Sophie Ménard ne s’inquiète cependant pas des futures retombées de l’ethnocritique. «Puisqu’il s’agit d’une discipline encore jeune, c’est normal d’avoir un champ d’activité encore restreint, nuance-t-elle. Présentement, il y a seulement trois professeurs à l’Université de Lorraine et à l’UQAM qui font de l’ethnocritique à temps plein.» Elle précise au passage que l’approche n’a que vingt-cinq ans et que plusieurs mordus étoffent encore mémoires et thèses.

Les étudiants interpellés

Mélange de critique littéraire, de sociologie et d’anthropologie, l’ethnocritique reçoit un accueil chaleureux de la part des étudiants en littérature. «Ils sont intéressés parce qu’on s’intéresse à la société, à la manière dont les gens s’organisent et vivent entre eux», croit Sophie Dumoulin. Selon sa collègue Sophie Ménard les élèves remarquent rapidement que l’ethnocritique permet une lecture originale de textes très connus. Le thème des rites de passages entre l’enfance et l’âge adulte fascine particulièrement les étudiants. «Je crois que ça les touche dans la mesure où eux-mêmes sont dans ce processus», remarque-t-elle. «Même pour un auteur aussi lu et étudié que Victor Hugo, on découvre qu’il y a encore des choses à dire, appuie Sophie Dumoulin. On trouve des éléments qui étaient sous nos yeux depuis longtemps et qui ont fait l’objet de peu de recherches.»

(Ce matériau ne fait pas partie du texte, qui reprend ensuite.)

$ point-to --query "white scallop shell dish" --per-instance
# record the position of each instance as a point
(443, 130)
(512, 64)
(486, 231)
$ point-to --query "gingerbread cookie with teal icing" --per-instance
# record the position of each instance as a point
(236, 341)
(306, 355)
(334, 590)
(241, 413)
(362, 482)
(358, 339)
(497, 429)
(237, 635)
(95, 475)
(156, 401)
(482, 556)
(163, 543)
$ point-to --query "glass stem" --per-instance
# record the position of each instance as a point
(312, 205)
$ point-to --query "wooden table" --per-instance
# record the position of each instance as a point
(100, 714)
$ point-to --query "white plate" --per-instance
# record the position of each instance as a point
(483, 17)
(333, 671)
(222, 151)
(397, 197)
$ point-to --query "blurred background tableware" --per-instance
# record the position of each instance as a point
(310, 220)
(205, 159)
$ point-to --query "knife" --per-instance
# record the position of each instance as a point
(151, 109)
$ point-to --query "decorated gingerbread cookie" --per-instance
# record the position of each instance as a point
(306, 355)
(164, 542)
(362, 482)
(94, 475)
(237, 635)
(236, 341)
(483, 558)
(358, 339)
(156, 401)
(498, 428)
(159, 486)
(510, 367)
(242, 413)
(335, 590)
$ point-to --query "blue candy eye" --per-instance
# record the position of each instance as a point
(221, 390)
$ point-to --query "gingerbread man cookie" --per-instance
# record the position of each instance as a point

Cette approche qui désire donner un peu d’exotisme aux œuvres classiques s’est principalement intéressée au 19e siècle. Les ouvrages contemporains ne sont, par contre, pas relégués aux oubliettes. «Les livres de Nelly Arcan, bien que très actuels, renferment aussi du folklore, car elle utilise certains éléments des contes dans ses textes et elle traite des rites de passage féminins», souligne Véronique Cnoakert.

Entre Zola et Arcan, la société s’est transformée, mais l’analyse de la culture populaire demeure intemporelle. Pour l’instant, les enseignements de Jean-Maire Privat ont droit à une case horaire à l’UQAM. Reste à voir si l’Université Concordia et l’UdeM emboîteront le pas et se laisseront séduire par son approche.